LLMs demonstrate promising performance in software vulnerability detection after fine-tuning. However, it remains unclear whether these gains reflect a genuine understanding of vulnerability root causes or merely an exploitation of functional patterns. In this paper, we identify a critical failure mode termed the "semantic trap," where fine-tuned LLMs achieve high detection scores by associating certain functional domains with vulnerability likelihood rather than reasoning about the underlying security semantics. To systematically evaluate this phenomenon, we propose TrapEval, a comprehensive evaluation framework designed to disentangle vulnerability root cause from functional pattern. TrapEval introduces two complementary datasets derived from real-world open-source projects: V2N, which pairs vulnerable code with unrelated benign code, and V2P, which pairs vulnerable code with its corresponding patched version, forcing models to distinguish near-identical code that differs only in subtle security-critical logic. Using TrapEval, we fine-tune five representative state-of-the-art LLMs across three model families and evaluate them under cross-dataset testing, semantic-preserving perturbations, and varying degrees of semantic gap measured by CodeBLEU. Our empirical results reveal that, despite improvements in metrics, fine-tuned LLMs consistently struggle to distinguish vulnerable code from its patched counterpart, exhibit severe robustness degradation under minor semantic-preserving transformations, and rely heavily on functional-context shortcuts when the semantic gap is small. These findings provide strong evidence that current fine-tuning practices often fail to impart true vulnerability reasoning. Our findings serve as a wake-up call: high benchmark scores on traditional datasets may be illusory, masking the model's inability to understand the true causal logic of vulnerabilities.

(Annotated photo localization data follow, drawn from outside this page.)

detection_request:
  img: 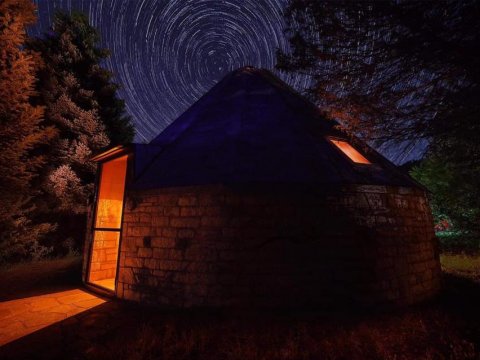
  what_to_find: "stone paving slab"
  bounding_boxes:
[0,288,107,346]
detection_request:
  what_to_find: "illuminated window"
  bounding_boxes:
[95,156,128,229]
[329,139,371,164]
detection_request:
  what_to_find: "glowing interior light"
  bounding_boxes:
[89,155,128,291]
[330,139,371,164]
[94,156,128,229]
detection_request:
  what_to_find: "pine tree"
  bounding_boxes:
[0,0,56,262]
[47,12,135,145]
[28,11,135,251]
[30,19,110,211]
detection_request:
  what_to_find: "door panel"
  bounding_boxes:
[87,155,128,291]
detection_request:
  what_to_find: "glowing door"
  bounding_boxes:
[87,155,128,291]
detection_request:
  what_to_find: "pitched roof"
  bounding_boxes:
[130,67,419,190]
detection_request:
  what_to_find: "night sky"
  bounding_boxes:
[31,0,422,163]
[32,0,310,143]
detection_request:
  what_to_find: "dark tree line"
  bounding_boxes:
[277,0,480,236]
[0,0,134,263]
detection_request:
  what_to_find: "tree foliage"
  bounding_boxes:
[0,0,56,262]
[277,0,479,142]
[411,145,480,236]
[0,6,135,262]
[26,11,135,251]
[29,14,109,214]
[277,0,480,235]
[48,12,135,145]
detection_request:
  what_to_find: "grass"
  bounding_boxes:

翻译：LLMs在微调后于软件漏洞检测任务中展现出有前景的性能。然而，这些性能提升究竟反映了对漏洞根本原因的真正理解，还是仅仅利用了功能模式，目前尚不明确。本文中，我们识别出一种关键失效模式，称为“语义陷阱”，即微调后的LLMs通过将特定功能领域与漏洞可能性相关联，而非推理底层的安全语义，从而获得高检测分数。为系统性地评估这一现象，我们提出了TrapEval，一个旨在区分漏洞根本原因与功能模式的综合性评估框架。TrapEval引入了两个源自真实世界开源项目的互补数据集：V2N，它将易受攻击代码与不相关的良性代码配对；以及V2P，它将易受攻击代码与其对应的修补版本配对，迫使模型区分仅在细微安全关键逻辑上存在差异的近乎相同的代码。利用TrapEval，我们对来自三个模型家族的五个代表性最先进LLMs进行微调，并在跨数据集测试、语义保持扰动以及通过CodeBLEU度量的不同语义差距程度下对它们进行评估。我们的实证结果表明，尽管在指标上有所改进，微调后的LLMs始终难以区分易受攻击代码与其修补后的对应版本，在轻微的语义保持变换下表现出严重的鲁棒性退化，并且在语义差距较小时严重依赖功能上下文捷径。这些发现提供了强有力的证据，表明当前的微调实践常常未能赋予模型真正的漏洞推理能力。我们的发现敲响了警钟：在传统数据集上的高基准分数可能是虚幻的，掩盖了模型理解漏洞真实因果逻辑的能力不足。